State Audit questions MDC elk expenses
By Jo Schaper
In a report issued Dec. 28, State Auditor Thomas Schwiech reported discrepancies between actual and budgeted expenses relating to the Missouri Department of Conservation elk restoration project, and noted deficiencies in other aspects of department internal accounting performance. The department maintained an overall “Good” rating from the audit.
According to the report, “The Missouri Department of Conservation (MDC) did not prepare a complete and accurate estimate of costs to reintroduce elk into Missouri. The MDC estimated the cost to reintroduce 150 elk into Missouri in the Spring of 2011 would be about $411,000 ($2,740 per elk); however, as of June 30, 2011, the MDC has spent approximately $1.23 million ($31,538 per elk) to release a total of 39 elk into the state.”
The audit questioned the discussion of elk related topics in closed session as possible Sunshine Law violations; the department countered that such discussions related to legal and personnel matters related to the elk, and were exempt.
Schweich further said that the budget included costs to capture the elk in Kentucky and construct holding pens, payroll for hourly employees, and various other related costs. However, the budget did not include personnel costs of salaried employees, or the long term cost to monitor the elk. In addition, the budget indicated habitat improvements within the elk restoration zone would be necessary, but did not estimate the cost of those improvements.
According to official department response to the audit, “As defined in the elk restoration plan, the estimated operational cost for trapping, holding, relocating, testing, and monitoring up to 150 elk in Fiscal Year 2011 (FY11) was approximately $411,000 in Department funds. A total of $363,033 was actually expended by the
Department during FY11 for operational costs associated with elk restoration.”
The elk restoration plan approved by the Missouri Conservation Commission in fall 2010 intended to bring 150 elk to Missouri over three years. Private funding for the effort includes a $40,000 grant from the Rocky Mountain Elk Foundation, (RMEF) for the Kentucky capture pens; $35,000 from the Missouri Conservation Heritage Foundation, and a pledge of up to $300,000 for establishment and maintenance of free roaming elk from RMEF, as well as a cooperative agreement with the University of Missouri-Columbia for ongoing radio-collar and GPS elk monitoring.
The department acknowledged that some of the disputed expenses incurred benefit the elk and elk-viewing, such as road and habitat improvement, including food plot re-establishment on Peck Ranch.
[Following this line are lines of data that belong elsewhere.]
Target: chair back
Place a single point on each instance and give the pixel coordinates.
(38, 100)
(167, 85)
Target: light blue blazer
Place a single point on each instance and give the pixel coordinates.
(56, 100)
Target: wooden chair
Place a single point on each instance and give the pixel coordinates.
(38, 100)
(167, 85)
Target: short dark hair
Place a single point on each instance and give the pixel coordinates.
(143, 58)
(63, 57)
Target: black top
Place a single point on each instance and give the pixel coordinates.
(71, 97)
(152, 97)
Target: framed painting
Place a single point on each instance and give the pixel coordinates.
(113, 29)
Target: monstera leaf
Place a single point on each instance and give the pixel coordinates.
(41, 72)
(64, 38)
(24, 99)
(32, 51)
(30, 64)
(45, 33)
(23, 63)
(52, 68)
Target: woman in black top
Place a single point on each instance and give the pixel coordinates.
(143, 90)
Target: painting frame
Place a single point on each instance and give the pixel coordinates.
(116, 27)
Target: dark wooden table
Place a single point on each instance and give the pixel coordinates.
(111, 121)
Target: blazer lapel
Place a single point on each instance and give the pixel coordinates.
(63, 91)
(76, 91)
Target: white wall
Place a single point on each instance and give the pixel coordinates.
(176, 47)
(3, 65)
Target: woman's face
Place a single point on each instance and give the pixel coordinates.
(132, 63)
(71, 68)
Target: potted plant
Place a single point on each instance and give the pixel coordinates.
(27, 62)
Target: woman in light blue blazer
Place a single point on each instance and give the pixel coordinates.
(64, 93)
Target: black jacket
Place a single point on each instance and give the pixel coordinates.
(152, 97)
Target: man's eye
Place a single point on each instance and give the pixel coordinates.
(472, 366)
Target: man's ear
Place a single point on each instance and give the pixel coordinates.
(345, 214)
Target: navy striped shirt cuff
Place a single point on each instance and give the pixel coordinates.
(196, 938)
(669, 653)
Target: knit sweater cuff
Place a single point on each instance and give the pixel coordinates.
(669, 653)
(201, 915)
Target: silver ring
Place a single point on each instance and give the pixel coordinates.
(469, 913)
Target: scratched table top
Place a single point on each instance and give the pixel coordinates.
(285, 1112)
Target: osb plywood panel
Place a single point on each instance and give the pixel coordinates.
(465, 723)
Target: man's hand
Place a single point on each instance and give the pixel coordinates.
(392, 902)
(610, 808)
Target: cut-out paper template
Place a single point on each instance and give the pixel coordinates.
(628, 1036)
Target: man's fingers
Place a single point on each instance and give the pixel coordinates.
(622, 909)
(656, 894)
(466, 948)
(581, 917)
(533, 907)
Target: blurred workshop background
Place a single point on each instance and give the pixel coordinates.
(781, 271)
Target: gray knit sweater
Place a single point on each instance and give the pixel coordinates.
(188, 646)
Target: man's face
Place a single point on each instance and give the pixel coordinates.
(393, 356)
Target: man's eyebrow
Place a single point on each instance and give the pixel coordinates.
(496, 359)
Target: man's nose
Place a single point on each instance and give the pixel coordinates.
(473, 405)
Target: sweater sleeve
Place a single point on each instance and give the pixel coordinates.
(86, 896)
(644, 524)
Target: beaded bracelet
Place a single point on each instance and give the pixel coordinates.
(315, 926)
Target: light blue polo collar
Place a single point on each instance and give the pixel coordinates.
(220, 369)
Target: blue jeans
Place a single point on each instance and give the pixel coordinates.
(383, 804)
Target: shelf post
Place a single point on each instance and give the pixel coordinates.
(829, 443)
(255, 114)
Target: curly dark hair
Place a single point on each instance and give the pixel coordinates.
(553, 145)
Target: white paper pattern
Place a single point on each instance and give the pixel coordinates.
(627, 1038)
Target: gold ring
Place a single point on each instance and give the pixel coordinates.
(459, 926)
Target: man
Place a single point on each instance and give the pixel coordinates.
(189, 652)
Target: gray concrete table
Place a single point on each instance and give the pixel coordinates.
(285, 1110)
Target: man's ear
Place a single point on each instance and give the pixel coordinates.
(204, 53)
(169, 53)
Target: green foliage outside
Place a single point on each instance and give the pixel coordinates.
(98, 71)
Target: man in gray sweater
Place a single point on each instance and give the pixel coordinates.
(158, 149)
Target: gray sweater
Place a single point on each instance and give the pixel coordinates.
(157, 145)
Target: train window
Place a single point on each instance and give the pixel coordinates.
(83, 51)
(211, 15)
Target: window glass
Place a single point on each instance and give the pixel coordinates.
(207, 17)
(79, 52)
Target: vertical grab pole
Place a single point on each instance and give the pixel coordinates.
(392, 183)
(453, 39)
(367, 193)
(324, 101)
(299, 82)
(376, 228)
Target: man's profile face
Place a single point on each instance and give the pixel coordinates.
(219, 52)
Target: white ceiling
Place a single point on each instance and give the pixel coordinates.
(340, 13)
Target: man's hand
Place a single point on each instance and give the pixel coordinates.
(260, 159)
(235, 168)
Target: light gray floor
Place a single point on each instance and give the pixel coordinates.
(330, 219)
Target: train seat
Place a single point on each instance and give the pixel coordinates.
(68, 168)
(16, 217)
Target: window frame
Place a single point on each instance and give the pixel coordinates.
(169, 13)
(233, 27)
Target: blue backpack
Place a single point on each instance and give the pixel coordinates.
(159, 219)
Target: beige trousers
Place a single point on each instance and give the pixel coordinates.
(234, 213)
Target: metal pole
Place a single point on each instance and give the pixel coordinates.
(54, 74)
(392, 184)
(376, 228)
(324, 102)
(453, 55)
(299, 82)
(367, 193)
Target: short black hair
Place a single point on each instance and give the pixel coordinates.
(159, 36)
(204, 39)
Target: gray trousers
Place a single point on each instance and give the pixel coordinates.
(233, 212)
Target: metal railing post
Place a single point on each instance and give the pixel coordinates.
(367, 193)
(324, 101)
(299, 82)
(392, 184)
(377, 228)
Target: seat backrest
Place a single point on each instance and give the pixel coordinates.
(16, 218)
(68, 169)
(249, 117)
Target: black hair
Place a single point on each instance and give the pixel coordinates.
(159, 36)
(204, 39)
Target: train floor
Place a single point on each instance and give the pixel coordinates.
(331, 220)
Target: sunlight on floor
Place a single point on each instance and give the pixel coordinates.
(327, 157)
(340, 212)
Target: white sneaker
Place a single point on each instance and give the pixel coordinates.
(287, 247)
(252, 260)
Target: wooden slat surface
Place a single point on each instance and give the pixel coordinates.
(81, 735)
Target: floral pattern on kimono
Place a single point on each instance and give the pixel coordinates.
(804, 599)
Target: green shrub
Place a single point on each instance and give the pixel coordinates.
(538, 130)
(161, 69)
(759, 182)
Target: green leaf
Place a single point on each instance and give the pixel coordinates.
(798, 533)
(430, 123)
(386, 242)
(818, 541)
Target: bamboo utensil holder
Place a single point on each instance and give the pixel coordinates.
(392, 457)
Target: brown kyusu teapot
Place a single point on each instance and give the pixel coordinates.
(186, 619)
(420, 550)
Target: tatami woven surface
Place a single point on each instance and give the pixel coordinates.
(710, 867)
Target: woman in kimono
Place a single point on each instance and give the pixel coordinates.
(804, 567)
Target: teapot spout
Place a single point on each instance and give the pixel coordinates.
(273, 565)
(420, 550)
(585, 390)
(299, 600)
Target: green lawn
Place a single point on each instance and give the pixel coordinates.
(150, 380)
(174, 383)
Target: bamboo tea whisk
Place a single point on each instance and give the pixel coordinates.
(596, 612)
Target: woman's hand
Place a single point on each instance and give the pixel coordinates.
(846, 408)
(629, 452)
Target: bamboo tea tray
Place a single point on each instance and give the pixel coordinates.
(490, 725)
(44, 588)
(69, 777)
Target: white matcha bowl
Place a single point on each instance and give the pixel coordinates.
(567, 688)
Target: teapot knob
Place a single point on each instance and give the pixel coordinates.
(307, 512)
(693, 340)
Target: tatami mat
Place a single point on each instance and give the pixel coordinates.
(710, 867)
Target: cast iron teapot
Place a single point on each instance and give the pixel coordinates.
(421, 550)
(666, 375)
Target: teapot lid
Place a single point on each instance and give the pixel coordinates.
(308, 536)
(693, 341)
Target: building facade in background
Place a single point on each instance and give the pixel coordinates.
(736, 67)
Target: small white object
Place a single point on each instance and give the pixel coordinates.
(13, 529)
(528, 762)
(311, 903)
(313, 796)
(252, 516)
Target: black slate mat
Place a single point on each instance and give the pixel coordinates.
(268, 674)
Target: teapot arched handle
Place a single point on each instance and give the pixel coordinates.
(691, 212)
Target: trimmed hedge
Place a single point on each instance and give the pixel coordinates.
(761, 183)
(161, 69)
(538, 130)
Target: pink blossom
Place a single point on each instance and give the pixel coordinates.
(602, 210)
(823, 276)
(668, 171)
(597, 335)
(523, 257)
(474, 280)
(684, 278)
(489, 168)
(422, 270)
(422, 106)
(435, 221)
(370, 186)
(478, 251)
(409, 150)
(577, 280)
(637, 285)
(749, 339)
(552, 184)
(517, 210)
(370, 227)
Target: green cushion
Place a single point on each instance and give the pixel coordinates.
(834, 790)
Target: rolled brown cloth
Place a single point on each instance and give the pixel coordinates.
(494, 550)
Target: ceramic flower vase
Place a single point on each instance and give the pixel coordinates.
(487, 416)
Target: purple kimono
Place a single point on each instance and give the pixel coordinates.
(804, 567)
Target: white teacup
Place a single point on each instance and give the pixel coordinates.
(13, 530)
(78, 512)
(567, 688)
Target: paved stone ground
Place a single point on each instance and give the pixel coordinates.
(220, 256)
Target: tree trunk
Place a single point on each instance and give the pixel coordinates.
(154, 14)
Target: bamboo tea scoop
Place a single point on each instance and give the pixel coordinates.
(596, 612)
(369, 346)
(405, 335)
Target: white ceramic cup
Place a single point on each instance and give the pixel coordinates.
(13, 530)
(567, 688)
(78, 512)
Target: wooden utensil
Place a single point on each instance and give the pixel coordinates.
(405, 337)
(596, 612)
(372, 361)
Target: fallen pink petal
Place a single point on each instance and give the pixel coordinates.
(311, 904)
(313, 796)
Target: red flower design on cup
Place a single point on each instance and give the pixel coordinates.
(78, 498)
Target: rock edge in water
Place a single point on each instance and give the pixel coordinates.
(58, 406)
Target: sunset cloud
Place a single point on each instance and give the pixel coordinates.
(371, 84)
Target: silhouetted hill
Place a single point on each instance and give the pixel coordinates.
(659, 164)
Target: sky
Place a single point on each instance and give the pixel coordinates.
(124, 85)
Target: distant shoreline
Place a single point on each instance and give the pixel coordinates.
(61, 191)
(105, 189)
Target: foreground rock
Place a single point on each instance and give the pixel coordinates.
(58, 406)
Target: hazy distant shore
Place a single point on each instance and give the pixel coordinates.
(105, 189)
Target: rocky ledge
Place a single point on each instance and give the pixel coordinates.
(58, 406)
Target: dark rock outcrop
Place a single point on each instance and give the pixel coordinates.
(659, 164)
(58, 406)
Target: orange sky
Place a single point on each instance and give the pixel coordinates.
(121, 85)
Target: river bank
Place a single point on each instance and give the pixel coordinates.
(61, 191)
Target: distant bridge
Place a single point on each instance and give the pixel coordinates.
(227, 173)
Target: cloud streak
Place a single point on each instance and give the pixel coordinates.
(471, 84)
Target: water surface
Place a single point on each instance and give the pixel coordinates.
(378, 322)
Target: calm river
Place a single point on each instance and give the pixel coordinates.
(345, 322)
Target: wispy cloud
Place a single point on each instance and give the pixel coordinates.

They say these more properly belong under general maintenance and improvements of department lands and that they benefit all species, not just elk.
The audit covered 2009 and 2010. The elk expenses began in FY 2010-2011, and are ongoing. Unanticipated expenses relating to elk included some related to building the Kentucky pens (which are being reused) and a week delay and retesting of the animals due to inconclusive veterinary results before they were transported to Peck Ranch.
In other matters, the auditor pointed out the department had lagged in implementing area management plans for conservation areas. In the audit’s analysis, 470 (59 percent) of 807 conservation areas and accesses did not have an area plan as of June 2011. A previous audit conducted in 2009 noted this deficiency.
In the interim two years departmental staff have been reduced by 10%. An area plan is supposed to connect the department’s goals, an area’s resources, and assess public use of the area. The rebuttal says MDC expects to complete or update all 807 plans by 2016. An additional 148 properties have been determined not to need management plans.
The final items in the audit report questioned use or accounting for use of state procurement cards and the procedure used to give a single-sourced book contract to a department retiree. In their comment, the department emphasized internal oversight on the procurement card discrepancies, and the unique nature of the individual given the contract, which they felt warranted not putting the book out for bid.